Vetinari sighed hugely. ‘No, Vimes! There was a slaughter! Do you not understand? At that point goblins were vermin and no, do not shout at me! At this very moment in palaces and chancelleries all over the world goblins are becoming as human as you or I, but that was then. I would like you to be fully aware that the reason that Stratford would have gone to the tender mercies of Mister Trooper is that he and his ruffians boarded the Enormous Fanny—Yes, what is it?’

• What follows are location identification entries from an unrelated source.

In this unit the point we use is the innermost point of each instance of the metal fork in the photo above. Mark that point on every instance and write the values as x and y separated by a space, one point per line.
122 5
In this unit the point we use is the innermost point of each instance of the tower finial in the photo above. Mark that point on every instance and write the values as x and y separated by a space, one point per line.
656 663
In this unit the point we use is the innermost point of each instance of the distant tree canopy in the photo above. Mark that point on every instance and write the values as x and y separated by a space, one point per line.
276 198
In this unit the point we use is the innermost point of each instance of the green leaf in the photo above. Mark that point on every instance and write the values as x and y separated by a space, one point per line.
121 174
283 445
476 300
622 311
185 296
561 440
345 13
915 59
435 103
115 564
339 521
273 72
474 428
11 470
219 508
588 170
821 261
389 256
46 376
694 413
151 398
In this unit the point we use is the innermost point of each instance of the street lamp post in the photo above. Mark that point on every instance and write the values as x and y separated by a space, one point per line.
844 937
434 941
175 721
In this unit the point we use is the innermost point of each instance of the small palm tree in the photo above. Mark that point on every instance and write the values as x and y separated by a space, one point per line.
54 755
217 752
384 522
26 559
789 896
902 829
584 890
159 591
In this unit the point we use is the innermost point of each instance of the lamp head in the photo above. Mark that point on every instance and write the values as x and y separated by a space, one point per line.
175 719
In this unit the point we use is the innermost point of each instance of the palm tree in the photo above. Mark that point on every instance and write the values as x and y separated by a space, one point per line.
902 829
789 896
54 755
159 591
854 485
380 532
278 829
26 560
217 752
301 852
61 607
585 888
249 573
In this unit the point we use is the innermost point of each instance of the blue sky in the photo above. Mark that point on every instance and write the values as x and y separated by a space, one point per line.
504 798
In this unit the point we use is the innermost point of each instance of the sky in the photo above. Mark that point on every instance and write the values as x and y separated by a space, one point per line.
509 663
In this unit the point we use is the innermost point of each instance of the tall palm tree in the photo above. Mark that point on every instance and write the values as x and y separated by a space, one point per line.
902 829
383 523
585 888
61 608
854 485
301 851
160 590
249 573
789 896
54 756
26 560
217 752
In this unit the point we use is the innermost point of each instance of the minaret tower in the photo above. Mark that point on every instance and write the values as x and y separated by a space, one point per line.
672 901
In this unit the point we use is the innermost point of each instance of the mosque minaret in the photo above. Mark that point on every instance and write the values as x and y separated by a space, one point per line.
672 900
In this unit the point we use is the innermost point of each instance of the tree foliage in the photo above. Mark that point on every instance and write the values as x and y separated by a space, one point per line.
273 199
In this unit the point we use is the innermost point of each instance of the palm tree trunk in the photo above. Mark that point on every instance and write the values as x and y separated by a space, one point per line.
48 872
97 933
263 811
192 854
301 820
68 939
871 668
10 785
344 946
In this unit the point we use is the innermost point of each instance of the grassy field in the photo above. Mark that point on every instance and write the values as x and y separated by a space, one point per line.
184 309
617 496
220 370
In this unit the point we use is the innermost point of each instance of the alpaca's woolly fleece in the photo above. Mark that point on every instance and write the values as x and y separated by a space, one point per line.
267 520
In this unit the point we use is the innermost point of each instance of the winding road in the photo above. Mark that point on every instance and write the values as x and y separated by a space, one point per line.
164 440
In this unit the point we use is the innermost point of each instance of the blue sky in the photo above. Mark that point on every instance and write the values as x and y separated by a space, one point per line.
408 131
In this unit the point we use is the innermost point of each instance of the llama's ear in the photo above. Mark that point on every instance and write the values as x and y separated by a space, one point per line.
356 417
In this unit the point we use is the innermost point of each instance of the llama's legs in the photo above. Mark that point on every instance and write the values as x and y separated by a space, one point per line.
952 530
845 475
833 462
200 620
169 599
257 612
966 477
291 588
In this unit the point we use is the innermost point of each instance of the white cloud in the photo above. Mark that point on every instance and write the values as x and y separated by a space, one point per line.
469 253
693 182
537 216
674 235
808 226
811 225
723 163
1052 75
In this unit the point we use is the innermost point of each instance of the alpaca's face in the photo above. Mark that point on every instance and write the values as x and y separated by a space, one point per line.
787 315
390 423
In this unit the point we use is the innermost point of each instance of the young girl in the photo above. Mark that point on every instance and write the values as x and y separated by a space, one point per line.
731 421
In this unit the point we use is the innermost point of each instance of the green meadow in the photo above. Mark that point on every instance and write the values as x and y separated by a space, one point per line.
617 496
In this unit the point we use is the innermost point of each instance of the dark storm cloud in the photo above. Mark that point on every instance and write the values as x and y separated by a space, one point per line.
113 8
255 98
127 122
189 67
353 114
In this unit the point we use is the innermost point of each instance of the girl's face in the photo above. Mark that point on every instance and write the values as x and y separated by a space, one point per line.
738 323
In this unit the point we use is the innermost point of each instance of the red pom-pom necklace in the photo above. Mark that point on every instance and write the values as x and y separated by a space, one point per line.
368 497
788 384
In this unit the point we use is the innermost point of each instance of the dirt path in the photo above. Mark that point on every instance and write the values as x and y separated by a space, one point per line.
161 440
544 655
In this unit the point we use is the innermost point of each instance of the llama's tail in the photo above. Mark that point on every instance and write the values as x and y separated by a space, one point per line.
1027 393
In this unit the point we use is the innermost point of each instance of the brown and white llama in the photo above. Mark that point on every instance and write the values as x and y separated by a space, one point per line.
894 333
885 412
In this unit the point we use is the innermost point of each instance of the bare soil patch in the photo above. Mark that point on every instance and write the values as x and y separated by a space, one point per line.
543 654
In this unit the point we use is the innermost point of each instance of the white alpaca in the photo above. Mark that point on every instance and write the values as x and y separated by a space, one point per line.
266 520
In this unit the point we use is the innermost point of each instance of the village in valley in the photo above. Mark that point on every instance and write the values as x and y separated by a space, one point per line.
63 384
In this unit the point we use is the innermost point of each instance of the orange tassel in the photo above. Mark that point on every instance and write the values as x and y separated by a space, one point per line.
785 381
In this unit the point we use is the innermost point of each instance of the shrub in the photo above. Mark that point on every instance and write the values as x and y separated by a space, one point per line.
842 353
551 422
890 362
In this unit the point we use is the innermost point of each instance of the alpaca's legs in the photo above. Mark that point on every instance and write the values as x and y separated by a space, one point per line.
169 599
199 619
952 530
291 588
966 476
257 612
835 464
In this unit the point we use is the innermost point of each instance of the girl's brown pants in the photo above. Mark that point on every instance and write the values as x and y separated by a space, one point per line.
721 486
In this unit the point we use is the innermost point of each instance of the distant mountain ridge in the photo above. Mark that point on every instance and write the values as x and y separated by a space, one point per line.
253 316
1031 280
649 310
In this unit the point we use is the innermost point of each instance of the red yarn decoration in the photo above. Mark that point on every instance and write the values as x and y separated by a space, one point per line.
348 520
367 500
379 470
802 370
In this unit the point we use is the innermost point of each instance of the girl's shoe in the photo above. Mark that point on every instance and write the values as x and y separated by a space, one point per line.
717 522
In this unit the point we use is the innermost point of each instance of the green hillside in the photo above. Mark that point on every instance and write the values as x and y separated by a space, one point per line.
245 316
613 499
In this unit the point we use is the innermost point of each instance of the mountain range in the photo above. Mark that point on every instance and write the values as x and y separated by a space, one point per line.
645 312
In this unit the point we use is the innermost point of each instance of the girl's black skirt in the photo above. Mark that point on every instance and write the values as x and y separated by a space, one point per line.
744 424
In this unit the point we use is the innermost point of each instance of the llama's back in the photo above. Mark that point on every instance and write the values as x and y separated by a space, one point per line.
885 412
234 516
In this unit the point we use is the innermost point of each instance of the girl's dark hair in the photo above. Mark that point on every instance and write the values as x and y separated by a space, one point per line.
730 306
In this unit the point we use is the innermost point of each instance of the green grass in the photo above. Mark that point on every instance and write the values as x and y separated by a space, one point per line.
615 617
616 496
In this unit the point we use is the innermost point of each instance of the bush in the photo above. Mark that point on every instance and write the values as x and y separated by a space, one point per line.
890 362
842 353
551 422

Vetinari looked round as Drumknott tapped him on the shoulder. There was a muffled whispering before Vetinari cleared his throat and said, ‘Of course, I meant the Wonderful Fanny,’ and he did not exactly meet Vimes’s gaze as he continued. ‘That was an act of piracy and the good people of Quirm, where the … boat in question was registered, are all in favour of the death penalty for that kind of thing. I am aware of his manifold other crimes but, alas, you can only hang a man once … Although, as it turned out, apparently Mister Stratford was mortally wounded in a collision three nights ago, being thrown some distance from the wreckage with a surgically cut throat. Convenient, don’t you think?’

‘Don’t you dare look at me like that, sir.’

‘Heavens, I wouldn’t accuse you, commander, I was just wondering if you knew of any other person with a grudge against the corpse?’

‘Nosir,’ said Vimes, pulling himself to attention.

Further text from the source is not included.